榎戸誠の情熱的読書のすすめ -3つの読書論・ことばのオアシス・国語力常識クイズ(一問一答!)-

弘兼憲史らしさ満載の老人論・・・【情熱的読書人間のないしょ話(1881)】

【読書クラブ 本好きですか? 2020年9月16日号】 情熱的読書人間のないしょ話(1981)

東京・港の毛利庭園を散策しました。サフランモドキ(ゼフィランサス・カリナタ)が花を咲かせています。因みに、本日の歩数は11,278でした。

閑話休題、『めざせ、命日が定年――終わり笑えばすべてよし』(弘兼憲史著、幻冬舎)は、弘兼憲史らしさ満載の老人論です。

「僕は死ぬ時に『あれをやっておけばよかった。これをやっておけばよかった』と後悔することだけは絶対にイヤです。仕事も遊びもやりたいことはすべてやる。そのための努力は惜しまないという一心で生きてきました」。3歳年下の弘兼と私の考え方は完全に一致しており、私も死ぬ時、絶対に後悔したくないと考えています。

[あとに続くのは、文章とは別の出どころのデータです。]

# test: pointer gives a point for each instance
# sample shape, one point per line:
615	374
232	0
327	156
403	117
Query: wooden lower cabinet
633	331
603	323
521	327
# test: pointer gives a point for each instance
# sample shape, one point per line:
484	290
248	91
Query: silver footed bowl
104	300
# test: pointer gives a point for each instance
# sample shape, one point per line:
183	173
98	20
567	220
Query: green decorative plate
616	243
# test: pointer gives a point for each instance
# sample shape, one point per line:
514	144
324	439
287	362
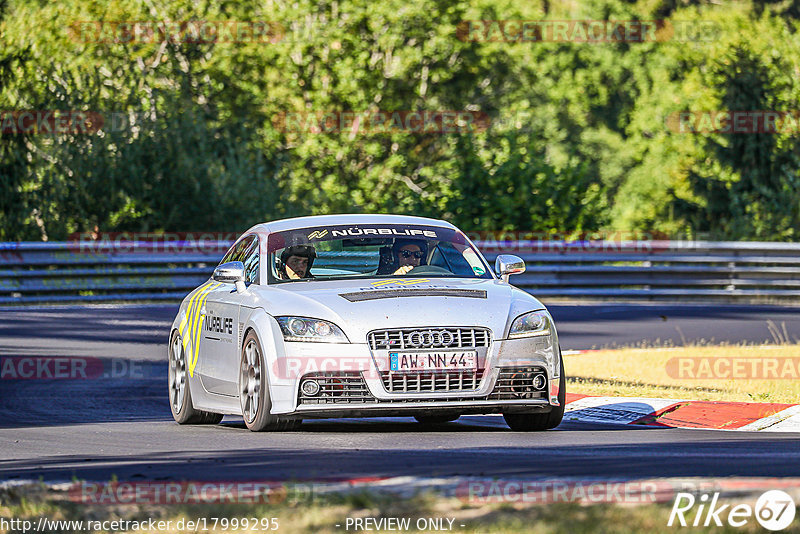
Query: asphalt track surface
121	425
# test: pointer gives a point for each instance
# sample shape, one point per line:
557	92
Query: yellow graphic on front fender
192	322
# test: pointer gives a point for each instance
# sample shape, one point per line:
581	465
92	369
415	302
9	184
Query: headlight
531	324
313	330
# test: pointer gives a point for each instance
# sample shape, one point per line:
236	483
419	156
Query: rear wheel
526	422
254	391
180	397
435	419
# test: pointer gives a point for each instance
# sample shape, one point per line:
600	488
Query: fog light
309	388
539	382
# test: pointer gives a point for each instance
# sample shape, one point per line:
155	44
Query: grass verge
330	514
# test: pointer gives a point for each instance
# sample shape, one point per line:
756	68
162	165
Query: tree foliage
578	138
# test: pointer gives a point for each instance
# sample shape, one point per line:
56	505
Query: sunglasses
407	254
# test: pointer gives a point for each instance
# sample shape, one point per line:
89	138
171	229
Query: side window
237	251
251	260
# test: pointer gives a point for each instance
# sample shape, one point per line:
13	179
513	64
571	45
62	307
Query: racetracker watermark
68	368
49	122
508	241
381	122
564	491
151	242
187	492
726	368
187	31
586	31
734	122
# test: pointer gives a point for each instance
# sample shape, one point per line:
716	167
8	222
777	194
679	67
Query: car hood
360	306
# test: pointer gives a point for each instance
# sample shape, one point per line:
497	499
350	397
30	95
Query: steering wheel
428	269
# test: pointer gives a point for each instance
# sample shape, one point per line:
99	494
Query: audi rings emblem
430	338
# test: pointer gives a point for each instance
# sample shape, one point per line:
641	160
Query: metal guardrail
678	270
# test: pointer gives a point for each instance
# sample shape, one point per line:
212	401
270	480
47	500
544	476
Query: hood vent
359	296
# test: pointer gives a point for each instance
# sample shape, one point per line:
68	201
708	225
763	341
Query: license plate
432	361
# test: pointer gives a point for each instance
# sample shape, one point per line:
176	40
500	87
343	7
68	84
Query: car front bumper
355	377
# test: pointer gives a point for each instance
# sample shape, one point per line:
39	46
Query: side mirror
506	265
231	272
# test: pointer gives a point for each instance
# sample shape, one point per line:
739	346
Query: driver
296	262
409	253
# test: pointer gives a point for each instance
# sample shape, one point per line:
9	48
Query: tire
524	422
435	419
180	396
254	390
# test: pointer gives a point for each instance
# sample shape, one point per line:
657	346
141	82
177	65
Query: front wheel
180	397
254	390
524	422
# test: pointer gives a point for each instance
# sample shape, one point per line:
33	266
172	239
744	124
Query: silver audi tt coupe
363	316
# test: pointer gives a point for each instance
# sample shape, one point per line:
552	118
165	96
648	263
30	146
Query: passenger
296	262
409	253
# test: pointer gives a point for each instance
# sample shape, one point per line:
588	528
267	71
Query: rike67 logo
774	510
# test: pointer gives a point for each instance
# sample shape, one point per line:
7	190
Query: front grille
337	388
429	338
514	383
431	382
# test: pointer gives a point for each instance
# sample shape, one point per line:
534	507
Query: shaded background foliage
577	142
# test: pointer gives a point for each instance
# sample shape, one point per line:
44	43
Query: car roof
345	218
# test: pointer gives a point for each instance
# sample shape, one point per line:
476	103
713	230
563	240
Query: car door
220	329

「よく人間観察をします」。弘兼のは、漫画を描くための人間観察だが、私の人間観察は趣味の一つです。「僕の場合は極端かもしれませんけど、こんなふうに『外側』を見るって、結構大事なことなんじゃないでしょうか。人の様子や風景を改めて観察したり、知らない人どうしの会話に耳をそばだててみたり、好奇心を持って自分の外側を見てみると、思わぬ発見がたくさんあって、すごく面白いと思うんです。年をとると、どうしても自分にばかり関心がいきがちになります。でも、あまり内面に深く入り込んでしまうと、くよくよしたり悩んだり、悪いことになりかねない。だから自分に没頭するより外の世界を観察する。これ、悪くないと思いますよ」。

「ストレスを溜めないコツは『まあ、いいか』」。これは、早速、実行してみようと思います。

弘兼の同窓会に対する考え方は、なかなか興味深いものがあります。「この年になってつくづく思いますけど、同窓会はできれば参加したほうがいいです。50代までは『同窓会なんて』と思っていたとしても、60歳過ぎると妙に学生時代の仲間が懐かしくなったりするもんです。僕は中高一貫校に通っていたので、そちらの同窓会に参加することもあるんですけど、学生時代の仲間って、なぜか歳月が経っても会えばその頃に戻れるんですよね。普段は社長をやってて命令ばかりしてるヤツが、同窓会では『お前も偉くなったな』なんて頭をはたかれたり、それほど偉い役職についてないヤが、『俺が仕切る!』とばかりに張り切り出したり(笑)。話の内容は他愛ない思い出話ばかりですけど、昔を懐かしく思い出しながら、損得勘定抜きに語り合えるって、やっぱりいいもんだなと思います。それに、同窓会ってポジティブな人が集まるから、だいたい明るい場になるんですよね。成功者とまではいかなくても、それなりに人生うまくいって、充実した生活を送っている人が集まってきますから、当たり前の話ですけど、会社をクビになったとか借金まみれで困っているヤツは、同窓会なんか来ないですからね」。

「そもそも死ぬ時は人間一人ですよ。どれだけ周りに人がいようが、あの世へ行く時は自分一人。一人だろうが人がいようが、結局死というのはすべてが『孤独死』なんじゃないでしょうか。・・・最近年のせいか資料を読むのも面倒臭くて、ちょっと創作意欲が失せそうで、編集者に『やる気を出してください!』ってお尻を叩かれているような状態ですけど、こんな調子でネームを考えたり絵を描いたりしながら、ペンを片手にガクッと逝けたら、やっぱりそれが最高の死に方だと思います」。弘兼の漫画は飽くまで仕事だが、私の場合も、趣味で行っている書評書きの最中にガクッと逝けたら最高と思っています。